Ketika sudah mulai besar, berudu ini akan memakan dan memangsa hewan – hewan kecil di dalam air sekitar mereka. Kecebong kodok bertanduk Suriname dan salamander termasuk jenis hewan karnivora. Bahkan mereka bisa memakan kecebong lain apabila tidak menemukan makanan untuk dimakan.

Kecebong dari kodok dan juga kodok ini pada awalnya akan menumbuhkan kaki belakangnya terlebih dahulu. Dalam beberapa minggu ke depan, kaki depan mereka akan mulai tumbuh. Hewan ini juga akan mulai menumbuhkan tulang belakang setelah berhasil menumbuhkan angggota gerak bagian depannya.

Ketika mulai tumbuh dewasa, mulut mereka akan jadi membesar. Mata mereka pun akan jadi lebih menonjol. Ketika tangannya mulai tumbuh, maka ekor berudu ini akan memendek sampai akhirnya ekor yang dimilikinya akan menghilang.

Karena kecebong ini adalah tahapan dari hewan amfibia, maka tempat hidupnya ini juga di tempat yang basah atau berair,  seperti habitat katak berekor yang akan berkembang biak.

Ciri – ciri amfibi antara lain :

  1. Merupakan satu – satunya hewan yang mengalami metamorfosis lengkap.
  2. Telur hewan ini biasanya akan diletakkan di dalam air atau diletakkan pada lingkungan yang lembab. Kemudian telur – telur ini akan di buahi secara eksternal.
  3. Hewan amfibi memiliki kulit yang halus, tipis, berbulu, memiliki pori dan kulitnya memiliki kandungan kelenjar racun.
  4. Hewan amfibi termasuk hewan yang berdarah dingin. Hewan ini tidak memiliki kemampuan untuk mengatur suhu tubuhnya secara internal seperti hewan berdarah panas. Hewan ini mengatur suhu tubuh dari luar tubuhnya.
  5. Hewan ini memiliki bentuk jantung yeng terdiri dari 3 ruang, 1 ventrikel dan 2 atrium.
  6. Respirasi atau sistem pernafasan hewan ini dapat secara terpisah dengan berupa kombinasi paru – paru, kulit dan juga insang.
  7. Hewan jenis ini memiliki peredaran darah yang tertutup.
  8. Kaki pada hewan jenis ini memiliki selaput.
  9. Anggota badan hewan ini memiliki ukuran yang bervariasi. Yaitu dengan bentuk anggota bagian depan tubuh yang lebih kecil dibanding anggota bagian belakangnya.

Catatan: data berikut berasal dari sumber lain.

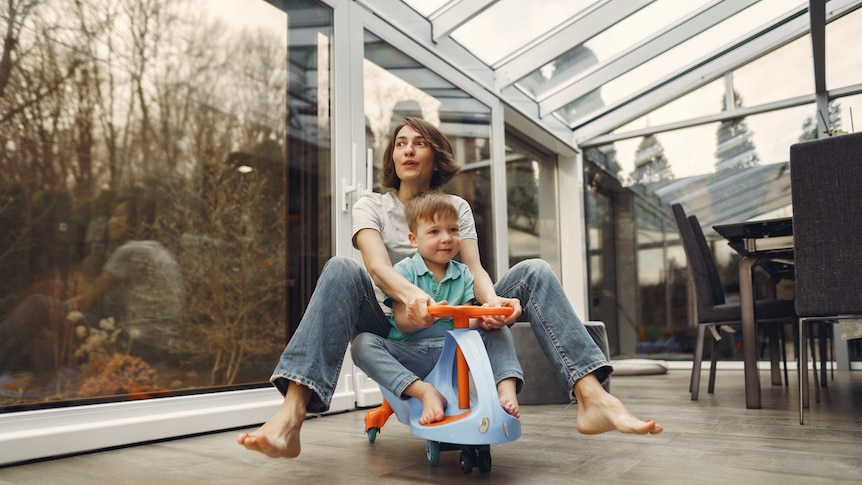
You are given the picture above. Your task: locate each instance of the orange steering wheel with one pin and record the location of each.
(461, 313)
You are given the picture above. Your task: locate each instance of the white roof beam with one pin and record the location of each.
(641, 53)
(578, 31)
(455, 14)
(664, 91)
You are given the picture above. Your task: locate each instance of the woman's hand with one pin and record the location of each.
(492, 322)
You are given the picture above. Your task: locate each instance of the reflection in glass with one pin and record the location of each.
(843, 61)
(397, 86)
(142, 201)
(706, 100)
(775, 76)
(531, 204)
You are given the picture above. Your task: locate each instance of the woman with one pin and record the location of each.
(419, 158)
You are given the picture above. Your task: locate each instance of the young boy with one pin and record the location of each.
(432, 219)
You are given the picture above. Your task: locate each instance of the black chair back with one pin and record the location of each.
(701, 266)
(826, 190)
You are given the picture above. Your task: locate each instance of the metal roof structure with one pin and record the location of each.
(583, 68)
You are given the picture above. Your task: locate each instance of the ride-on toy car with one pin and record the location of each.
(474, 418)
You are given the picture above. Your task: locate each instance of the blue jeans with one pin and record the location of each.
(561, 334)
(396, 364)
(343, 305)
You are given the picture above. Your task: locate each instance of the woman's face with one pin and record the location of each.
(413, 157)
(118, 224)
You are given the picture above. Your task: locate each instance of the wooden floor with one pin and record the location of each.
(712, 441)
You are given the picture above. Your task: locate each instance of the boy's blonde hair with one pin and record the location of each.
(428, 206)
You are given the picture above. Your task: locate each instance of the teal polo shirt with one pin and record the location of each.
(456, 288)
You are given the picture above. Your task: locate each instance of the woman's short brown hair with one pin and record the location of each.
(444, 158)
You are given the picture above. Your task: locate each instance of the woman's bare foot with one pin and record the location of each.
(600, 412)
(433, 403)
(507, 392)
(279, 435)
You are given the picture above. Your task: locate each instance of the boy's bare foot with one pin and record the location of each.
(600, 412)
(279, 435)
(508, 395)
(433, 403)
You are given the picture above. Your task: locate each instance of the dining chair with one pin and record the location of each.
(711, 303)
(826, 191)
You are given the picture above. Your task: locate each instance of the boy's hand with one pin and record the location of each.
(490, 322)
(416, 307)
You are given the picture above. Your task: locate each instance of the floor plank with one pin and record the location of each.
(714, 440)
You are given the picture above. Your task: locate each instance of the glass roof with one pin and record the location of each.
(579, 61)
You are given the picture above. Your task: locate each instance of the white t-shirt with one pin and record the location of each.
(385, 214)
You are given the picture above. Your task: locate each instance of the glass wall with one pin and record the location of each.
(143, 195)
(532, 208)
(722, 171)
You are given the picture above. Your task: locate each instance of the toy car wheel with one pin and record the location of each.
(432, 450)
(484, 461)
(466, 463)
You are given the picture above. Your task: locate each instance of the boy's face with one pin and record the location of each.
(438, 241)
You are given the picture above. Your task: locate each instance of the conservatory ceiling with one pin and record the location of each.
(582, 68)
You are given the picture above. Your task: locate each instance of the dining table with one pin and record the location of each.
(768, 243)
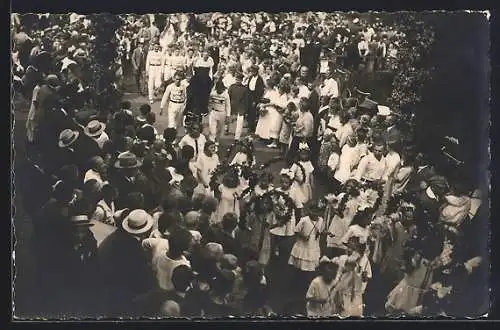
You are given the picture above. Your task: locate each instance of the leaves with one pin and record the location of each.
(103, 55)
(410, 65)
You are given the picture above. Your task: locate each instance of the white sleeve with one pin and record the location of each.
(166, 96)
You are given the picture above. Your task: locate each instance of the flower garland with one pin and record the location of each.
(225, 168)
(283, 206)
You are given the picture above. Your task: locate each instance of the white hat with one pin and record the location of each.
(383, 110)
(176, 177)
(287, 172)
(138, 222)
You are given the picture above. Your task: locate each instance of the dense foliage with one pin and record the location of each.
(104, 53)
(412, 66)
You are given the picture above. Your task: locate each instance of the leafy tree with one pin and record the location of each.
(104, 54)
(412, 66)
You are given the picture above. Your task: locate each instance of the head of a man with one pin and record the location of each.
(304, 73)
(378, 149)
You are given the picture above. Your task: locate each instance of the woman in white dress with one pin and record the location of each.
(263, 124)
(276, 114)
(349, 158)
(207, 162)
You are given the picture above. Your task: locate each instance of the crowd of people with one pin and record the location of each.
(201, 231)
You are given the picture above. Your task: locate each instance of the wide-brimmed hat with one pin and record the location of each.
(228, 261)
(67, 138)
(176, 177)
(127, 160)
(53, 81)
(94, 128)
(138, 222)
(383, 110)
(314, 208)
(213, 250)
(80, 221)
(191, 218)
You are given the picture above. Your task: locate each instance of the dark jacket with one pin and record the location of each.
(257, 94)
(230, 244)
(139, 59)
(126, 273)
(240, 99)
(418, 176)
(309, 56)
(125, 187)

Kecebong ini adalah salah satu bentuk metamorfosis amfibi. Untuk metamorfosis katak, mulanya katak betina dewasa akan bertelur. Dan telur – telurnya akan menetas setelah 10 hari lamanya. Telur yang menetas ini akan menjadi kecebong.

Setelah berumur dua hari, kecebong atau berudu ini baru hidup di air. Berudu ini memiliki insang untuk bernafas. Ketika sudah memasuki usia 3 minggu insang pada berudu ini akan tertutup dengan kulit. Memasuki usia 8 minggu, kaki belakangnya akan mulai terbentuk dan membesar.

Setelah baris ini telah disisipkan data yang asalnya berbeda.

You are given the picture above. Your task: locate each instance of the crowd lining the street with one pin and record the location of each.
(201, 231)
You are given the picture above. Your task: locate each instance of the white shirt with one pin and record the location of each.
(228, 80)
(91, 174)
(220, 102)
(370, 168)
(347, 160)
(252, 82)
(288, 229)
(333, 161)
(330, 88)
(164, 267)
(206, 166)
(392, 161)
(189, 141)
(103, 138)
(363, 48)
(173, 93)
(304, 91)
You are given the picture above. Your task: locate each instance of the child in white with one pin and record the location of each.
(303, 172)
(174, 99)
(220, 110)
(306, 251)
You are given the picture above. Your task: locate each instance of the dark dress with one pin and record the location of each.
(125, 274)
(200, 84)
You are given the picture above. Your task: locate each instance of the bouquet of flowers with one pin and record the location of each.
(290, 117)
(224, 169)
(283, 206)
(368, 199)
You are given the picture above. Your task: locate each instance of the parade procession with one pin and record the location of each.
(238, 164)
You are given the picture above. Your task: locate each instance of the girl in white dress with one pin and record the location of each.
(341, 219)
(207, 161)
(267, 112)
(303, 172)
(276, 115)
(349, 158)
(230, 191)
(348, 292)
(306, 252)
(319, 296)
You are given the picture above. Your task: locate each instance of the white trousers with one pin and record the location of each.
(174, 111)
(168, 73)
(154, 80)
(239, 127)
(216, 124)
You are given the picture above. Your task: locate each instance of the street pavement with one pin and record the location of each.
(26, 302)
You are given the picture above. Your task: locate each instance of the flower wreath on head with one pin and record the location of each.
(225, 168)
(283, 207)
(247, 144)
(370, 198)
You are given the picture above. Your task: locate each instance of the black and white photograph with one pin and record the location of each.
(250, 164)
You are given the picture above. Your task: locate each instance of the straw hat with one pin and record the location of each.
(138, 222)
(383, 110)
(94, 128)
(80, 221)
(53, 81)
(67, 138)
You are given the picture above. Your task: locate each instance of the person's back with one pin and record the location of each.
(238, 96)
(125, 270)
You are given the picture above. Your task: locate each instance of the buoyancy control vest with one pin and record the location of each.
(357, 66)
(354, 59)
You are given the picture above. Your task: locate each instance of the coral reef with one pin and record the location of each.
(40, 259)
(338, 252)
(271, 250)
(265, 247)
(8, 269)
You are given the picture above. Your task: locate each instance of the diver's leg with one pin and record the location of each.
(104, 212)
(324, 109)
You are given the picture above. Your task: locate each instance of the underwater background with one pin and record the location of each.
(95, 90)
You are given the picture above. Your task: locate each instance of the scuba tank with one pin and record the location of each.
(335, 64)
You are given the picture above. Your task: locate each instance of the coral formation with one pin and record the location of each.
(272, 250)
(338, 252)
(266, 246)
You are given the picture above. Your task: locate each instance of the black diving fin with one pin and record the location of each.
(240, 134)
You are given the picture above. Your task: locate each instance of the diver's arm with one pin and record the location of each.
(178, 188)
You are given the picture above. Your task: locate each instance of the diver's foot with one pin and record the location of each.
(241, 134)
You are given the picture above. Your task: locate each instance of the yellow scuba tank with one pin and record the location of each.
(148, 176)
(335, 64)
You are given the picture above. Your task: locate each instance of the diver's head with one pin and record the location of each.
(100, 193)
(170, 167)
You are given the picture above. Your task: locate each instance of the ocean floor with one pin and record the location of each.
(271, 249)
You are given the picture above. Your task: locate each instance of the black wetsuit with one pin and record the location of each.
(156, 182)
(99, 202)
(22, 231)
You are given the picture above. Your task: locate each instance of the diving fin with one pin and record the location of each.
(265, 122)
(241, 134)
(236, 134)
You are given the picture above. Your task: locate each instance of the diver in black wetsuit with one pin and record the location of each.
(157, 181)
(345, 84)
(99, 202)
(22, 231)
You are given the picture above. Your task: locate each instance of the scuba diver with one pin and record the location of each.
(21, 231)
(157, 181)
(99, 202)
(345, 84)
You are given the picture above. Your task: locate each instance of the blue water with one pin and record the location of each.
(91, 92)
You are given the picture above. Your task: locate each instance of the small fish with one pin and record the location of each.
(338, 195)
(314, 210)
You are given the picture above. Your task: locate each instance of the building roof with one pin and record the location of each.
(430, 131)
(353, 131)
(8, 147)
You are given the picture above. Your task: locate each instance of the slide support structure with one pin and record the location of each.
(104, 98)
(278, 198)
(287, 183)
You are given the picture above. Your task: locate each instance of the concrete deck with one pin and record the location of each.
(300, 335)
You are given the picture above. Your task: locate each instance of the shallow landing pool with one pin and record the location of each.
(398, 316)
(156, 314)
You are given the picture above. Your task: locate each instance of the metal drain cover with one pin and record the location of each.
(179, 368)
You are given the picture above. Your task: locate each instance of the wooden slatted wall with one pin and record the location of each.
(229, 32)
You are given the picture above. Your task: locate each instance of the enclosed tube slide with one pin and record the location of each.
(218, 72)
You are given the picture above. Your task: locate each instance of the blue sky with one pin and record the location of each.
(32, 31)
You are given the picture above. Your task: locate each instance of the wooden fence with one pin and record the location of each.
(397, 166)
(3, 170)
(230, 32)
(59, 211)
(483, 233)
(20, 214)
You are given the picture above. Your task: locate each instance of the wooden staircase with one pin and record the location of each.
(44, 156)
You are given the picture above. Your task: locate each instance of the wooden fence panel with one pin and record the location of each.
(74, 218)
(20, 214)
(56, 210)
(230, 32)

Pada usia 12 minggu, kaki depannya mulai terbentuk, sehingga insangnya tidak lagi befungsi. Ekornya menjadi pendek, dan hewan ini mulai bernafas dengan paru – paru.  Setelah memiliki bentuk yang sempurna, maka katak ini akan menjadi katak dewasa dan akhirnya berkembang biak lagi.

Daur hidup amfibi pada umumnya tidak semuanya sama. Seperti yang ada pada hewan amfibi salamander. Hewan ini akan bermetamorfosis dalam tekanan kondisi lingkungan tertentu saja. Hal ini berbeda dengan hewan amfibi katak yang memiliki metamorfisis sempurna.